The ruler of the House of Dracul had arrived, no doubt to rob and pilfer what blood was left on our coast. I knew he would eventually pay us a visit, I had just thought it would be under better circumstances. Jean is one of Vlad’s descendants; made from the venom of the famed impaler, he is his first progeny. He grew dispirited with the Romanian boar and defected soon after we met in France. I taught Jean that the life of the vampire need not be as base and brutal as the one Vlad had offered him and he embraced my customs, striving to be a cultivated creature like me. Though most vampires are bound to the one for whom their transfiguration is owed, they are free beings nevertheless. When Jean decided to leave his boorish maker, Vlad could do nothing but give his progeny his blessing, if only reluctantly. The originator’s venomline, however, will always retain some sway, and so since Vlad made Jean and Jean made Maxine and Maxine made Elizabeth, he has influence over all three of my clan members.
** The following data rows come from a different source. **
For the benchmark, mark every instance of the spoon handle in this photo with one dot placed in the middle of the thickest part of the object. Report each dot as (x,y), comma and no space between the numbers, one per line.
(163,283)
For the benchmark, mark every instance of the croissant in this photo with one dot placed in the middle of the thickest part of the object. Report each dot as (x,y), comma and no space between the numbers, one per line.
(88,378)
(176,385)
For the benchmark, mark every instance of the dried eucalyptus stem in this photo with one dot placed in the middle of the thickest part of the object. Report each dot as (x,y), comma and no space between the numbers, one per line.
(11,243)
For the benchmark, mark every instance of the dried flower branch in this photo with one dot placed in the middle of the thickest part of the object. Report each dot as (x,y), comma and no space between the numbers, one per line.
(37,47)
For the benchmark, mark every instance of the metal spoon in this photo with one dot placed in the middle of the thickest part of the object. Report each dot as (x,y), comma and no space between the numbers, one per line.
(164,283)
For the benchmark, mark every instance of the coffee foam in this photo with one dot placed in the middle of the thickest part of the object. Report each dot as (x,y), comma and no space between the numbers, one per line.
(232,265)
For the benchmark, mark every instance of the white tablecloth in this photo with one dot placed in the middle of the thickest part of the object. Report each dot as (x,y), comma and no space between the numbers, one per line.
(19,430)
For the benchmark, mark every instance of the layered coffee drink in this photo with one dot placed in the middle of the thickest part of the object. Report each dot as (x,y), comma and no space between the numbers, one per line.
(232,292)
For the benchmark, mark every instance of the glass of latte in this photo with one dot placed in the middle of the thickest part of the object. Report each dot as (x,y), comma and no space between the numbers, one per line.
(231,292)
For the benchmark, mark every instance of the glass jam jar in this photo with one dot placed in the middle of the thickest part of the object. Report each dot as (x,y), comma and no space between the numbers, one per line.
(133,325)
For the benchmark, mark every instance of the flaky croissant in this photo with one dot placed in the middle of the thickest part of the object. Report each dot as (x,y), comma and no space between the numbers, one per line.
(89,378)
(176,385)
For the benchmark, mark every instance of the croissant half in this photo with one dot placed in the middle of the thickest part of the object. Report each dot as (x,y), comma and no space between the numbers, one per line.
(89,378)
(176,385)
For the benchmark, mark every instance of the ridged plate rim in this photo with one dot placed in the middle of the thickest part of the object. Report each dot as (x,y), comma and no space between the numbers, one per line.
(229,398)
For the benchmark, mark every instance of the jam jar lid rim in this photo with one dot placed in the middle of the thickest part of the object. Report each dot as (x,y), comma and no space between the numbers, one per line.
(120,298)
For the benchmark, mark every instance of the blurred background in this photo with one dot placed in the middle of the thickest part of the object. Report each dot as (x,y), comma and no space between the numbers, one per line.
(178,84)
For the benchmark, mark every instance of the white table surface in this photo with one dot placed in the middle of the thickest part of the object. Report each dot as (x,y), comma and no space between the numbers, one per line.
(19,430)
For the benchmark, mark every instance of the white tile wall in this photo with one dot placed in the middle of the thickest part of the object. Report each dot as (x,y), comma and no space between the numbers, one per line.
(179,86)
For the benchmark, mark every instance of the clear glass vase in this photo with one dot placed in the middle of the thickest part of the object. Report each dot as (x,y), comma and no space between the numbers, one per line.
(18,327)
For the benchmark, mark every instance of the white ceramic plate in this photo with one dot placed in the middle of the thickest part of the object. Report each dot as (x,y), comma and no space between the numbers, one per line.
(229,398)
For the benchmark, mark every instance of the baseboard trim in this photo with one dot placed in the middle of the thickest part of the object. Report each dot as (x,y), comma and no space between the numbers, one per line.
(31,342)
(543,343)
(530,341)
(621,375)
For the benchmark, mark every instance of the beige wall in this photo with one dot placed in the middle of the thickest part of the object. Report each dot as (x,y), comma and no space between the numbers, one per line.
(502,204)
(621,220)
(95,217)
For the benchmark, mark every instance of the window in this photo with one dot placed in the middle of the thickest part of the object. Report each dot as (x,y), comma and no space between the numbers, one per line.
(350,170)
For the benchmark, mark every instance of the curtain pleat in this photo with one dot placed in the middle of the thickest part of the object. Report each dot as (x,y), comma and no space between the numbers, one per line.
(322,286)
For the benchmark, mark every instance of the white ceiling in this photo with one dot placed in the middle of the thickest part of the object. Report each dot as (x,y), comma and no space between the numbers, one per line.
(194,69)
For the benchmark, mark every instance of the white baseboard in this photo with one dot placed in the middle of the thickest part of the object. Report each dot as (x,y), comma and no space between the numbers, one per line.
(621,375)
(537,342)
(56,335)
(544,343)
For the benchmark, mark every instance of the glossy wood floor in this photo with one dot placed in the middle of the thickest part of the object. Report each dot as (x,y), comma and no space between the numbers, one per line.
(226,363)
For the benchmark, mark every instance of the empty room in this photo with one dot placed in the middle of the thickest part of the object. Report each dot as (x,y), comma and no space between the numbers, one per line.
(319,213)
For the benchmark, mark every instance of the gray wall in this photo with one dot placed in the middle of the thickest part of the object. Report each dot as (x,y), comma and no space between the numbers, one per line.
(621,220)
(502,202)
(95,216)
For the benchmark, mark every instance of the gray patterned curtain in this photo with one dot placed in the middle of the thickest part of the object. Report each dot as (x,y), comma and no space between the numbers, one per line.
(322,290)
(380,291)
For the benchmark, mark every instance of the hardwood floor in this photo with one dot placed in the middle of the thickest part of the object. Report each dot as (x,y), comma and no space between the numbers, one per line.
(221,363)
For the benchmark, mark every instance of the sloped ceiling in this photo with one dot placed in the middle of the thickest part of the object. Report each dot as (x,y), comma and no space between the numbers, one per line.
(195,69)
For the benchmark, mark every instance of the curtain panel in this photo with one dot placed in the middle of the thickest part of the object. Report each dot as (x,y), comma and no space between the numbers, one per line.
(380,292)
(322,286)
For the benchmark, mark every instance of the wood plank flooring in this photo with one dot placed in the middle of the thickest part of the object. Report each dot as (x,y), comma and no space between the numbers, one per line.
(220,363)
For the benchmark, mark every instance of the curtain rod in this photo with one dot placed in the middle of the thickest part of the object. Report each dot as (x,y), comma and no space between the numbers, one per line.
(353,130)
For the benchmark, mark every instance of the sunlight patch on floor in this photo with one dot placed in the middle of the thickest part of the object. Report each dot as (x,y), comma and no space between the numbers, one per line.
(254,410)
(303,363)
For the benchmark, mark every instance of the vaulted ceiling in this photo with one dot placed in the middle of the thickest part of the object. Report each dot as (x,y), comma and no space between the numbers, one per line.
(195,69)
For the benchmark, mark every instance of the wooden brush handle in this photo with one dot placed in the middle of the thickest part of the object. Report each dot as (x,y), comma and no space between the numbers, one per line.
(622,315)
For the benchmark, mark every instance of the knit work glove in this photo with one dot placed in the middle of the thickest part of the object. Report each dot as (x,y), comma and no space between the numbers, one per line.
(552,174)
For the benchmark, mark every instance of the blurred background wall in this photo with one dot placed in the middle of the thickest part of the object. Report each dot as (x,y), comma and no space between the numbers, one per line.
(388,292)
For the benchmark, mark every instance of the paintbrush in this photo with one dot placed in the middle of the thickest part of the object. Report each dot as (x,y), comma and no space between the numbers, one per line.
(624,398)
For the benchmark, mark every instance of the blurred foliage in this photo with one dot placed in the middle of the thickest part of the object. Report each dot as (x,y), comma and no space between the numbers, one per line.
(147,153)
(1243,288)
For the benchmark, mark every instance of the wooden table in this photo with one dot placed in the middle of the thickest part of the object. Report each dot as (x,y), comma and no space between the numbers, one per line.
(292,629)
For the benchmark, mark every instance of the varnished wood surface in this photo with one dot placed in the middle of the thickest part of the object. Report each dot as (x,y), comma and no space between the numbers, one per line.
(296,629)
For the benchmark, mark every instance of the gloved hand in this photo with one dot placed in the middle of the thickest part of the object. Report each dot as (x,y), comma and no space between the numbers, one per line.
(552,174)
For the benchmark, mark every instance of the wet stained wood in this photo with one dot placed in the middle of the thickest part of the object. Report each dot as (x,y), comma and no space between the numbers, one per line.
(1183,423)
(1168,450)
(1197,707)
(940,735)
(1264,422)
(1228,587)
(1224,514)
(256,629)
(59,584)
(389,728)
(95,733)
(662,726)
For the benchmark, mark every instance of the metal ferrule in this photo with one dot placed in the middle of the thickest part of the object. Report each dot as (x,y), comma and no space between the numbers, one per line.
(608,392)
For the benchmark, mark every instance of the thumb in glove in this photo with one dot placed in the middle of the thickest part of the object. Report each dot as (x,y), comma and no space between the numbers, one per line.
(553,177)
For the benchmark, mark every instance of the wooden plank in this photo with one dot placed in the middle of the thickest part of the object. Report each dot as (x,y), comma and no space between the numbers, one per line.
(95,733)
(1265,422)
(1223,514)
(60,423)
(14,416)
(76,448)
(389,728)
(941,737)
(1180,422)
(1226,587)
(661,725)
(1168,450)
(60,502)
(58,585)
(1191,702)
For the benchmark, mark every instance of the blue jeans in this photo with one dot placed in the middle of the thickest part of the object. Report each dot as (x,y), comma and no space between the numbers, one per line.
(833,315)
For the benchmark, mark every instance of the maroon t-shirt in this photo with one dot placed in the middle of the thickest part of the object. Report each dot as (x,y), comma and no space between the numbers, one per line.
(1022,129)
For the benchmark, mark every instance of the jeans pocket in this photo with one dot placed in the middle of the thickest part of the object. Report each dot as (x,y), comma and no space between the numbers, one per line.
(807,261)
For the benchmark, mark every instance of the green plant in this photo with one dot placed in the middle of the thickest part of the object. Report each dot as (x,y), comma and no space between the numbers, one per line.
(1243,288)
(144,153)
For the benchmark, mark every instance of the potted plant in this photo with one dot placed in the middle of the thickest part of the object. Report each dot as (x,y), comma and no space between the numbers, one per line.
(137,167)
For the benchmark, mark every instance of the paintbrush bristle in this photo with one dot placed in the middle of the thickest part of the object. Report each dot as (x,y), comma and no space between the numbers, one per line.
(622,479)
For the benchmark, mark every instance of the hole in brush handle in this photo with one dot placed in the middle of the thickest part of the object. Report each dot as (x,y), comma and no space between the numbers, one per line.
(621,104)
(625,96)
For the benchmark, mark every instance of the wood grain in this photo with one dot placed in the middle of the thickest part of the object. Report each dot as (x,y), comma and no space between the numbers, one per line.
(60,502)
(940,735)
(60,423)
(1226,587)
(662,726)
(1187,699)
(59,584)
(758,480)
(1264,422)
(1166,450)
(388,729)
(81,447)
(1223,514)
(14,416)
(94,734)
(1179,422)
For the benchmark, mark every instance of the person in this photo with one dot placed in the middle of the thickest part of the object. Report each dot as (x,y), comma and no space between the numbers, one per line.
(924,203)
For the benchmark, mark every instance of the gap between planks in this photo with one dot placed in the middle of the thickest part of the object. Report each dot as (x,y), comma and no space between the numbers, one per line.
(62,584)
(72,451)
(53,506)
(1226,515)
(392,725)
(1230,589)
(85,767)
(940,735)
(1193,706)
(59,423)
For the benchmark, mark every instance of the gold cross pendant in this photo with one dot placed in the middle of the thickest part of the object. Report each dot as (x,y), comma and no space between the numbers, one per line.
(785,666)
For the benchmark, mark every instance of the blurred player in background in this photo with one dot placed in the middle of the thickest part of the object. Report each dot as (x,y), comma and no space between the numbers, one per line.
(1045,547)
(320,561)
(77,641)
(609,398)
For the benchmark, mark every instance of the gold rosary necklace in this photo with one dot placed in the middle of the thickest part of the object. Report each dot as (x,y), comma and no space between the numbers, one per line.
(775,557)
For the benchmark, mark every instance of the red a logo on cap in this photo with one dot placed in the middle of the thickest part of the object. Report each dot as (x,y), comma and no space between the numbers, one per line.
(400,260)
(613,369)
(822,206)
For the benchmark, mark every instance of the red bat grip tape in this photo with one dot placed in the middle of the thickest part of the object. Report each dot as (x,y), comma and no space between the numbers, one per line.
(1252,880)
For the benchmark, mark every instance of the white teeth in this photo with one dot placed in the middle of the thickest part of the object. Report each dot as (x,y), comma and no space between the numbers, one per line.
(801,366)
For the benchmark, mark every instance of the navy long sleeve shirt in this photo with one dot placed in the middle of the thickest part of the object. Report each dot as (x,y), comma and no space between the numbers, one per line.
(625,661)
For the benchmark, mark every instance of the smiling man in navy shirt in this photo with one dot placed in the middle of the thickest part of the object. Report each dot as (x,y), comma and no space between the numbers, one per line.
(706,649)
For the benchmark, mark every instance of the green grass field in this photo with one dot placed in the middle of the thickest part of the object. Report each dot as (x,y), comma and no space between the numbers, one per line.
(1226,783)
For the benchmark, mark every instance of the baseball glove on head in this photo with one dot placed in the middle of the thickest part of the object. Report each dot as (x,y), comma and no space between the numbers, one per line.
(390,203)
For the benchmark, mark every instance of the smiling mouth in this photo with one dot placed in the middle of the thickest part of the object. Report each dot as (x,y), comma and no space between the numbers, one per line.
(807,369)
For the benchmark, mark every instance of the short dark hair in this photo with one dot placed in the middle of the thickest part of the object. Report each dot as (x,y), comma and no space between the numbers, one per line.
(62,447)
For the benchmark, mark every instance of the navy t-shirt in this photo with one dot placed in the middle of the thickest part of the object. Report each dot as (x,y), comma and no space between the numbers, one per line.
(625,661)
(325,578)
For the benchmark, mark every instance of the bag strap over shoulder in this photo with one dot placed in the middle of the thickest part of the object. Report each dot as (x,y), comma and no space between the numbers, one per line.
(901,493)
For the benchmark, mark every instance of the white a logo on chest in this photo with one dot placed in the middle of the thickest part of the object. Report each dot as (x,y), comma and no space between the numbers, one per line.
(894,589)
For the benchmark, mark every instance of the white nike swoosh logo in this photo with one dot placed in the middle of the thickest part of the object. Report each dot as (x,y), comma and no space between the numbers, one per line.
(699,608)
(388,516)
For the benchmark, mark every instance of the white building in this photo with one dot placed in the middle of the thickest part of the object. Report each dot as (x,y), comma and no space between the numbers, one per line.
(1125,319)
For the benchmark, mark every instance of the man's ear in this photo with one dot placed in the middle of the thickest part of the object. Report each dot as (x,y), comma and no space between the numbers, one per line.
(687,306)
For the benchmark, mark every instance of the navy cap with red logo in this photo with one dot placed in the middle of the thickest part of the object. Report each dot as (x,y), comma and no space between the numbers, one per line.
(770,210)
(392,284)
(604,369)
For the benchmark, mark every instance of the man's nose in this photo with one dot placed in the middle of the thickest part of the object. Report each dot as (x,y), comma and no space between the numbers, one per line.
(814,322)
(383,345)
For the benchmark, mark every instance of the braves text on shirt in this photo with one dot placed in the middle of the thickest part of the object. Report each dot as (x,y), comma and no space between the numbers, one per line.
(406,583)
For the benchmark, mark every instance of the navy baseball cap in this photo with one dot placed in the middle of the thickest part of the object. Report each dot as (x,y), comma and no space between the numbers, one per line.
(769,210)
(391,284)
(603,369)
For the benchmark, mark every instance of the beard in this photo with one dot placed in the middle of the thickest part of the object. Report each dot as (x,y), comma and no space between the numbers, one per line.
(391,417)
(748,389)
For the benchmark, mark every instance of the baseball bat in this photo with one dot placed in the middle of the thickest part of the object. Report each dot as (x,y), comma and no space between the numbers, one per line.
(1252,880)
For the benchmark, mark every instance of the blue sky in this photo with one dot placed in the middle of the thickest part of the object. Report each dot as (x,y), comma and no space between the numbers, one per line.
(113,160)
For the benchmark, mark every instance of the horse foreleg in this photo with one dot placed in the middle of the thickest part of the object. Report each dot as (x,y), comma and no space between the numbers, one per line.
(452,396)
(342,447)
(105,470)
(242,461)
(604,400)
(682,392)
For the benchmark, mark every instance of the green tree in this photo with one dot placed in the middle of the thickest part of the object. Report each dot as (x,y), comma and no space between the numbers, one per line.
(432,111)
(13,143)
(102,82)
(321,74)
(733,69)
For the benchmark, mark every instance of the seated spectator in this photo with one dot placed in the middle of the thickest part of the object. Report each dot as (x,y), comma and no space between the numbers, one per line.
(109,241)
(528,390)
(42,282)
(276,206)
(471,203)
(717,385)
The head of the House of Dracul has never recovered from the loss of his oldest progeny and since we are all desperate for blood now, he seeks out his descendants both for comfort and as his army to overtake the deserted world.
I had sensed his coming for days, though I tucked my suspicions aside to mourn the loss of my beloved. It was clear at the market that I could avoid him no longer since he would come for Jean, and perhaps the girl. “We have to go,” I said.
“Is he dangerous?” Veronica asked.
“He could be if he realizes we have fresh blood,” I said.
Neither of them knew how savage Vlad could be or the threat his presence posed to our captives, though I did not doubt Jean and Maxine had told them stories. Reports of Vlad’s conduct perpetuated his frightening reputation for centuries; he came from a long line of agitators. During the Black Death, in fact, an ancestor of the Houses of Dracul and Bazaraab decelerated the recovery of the masses. Toktomer was a banished prince of the Mongol Empire and became a vampire out of sheer necessity, for he saw it as his only way to rule. I was not aware of his turning until later, when its myth spread far and wide among us. A female vampire bit him, a slave he had captured. He had been at war for years, leading his army as a Mongolian exile in Crimea, and as the story goes, he found a girl wandering along the pass one evening near his camp. She was only eight or nine, but seduced him still, and he took her in, calling her his child bride, teaching her to fight alongside him. She had been one of mine for a thousand years, and fed on his troops one by one until he realized something was amiss.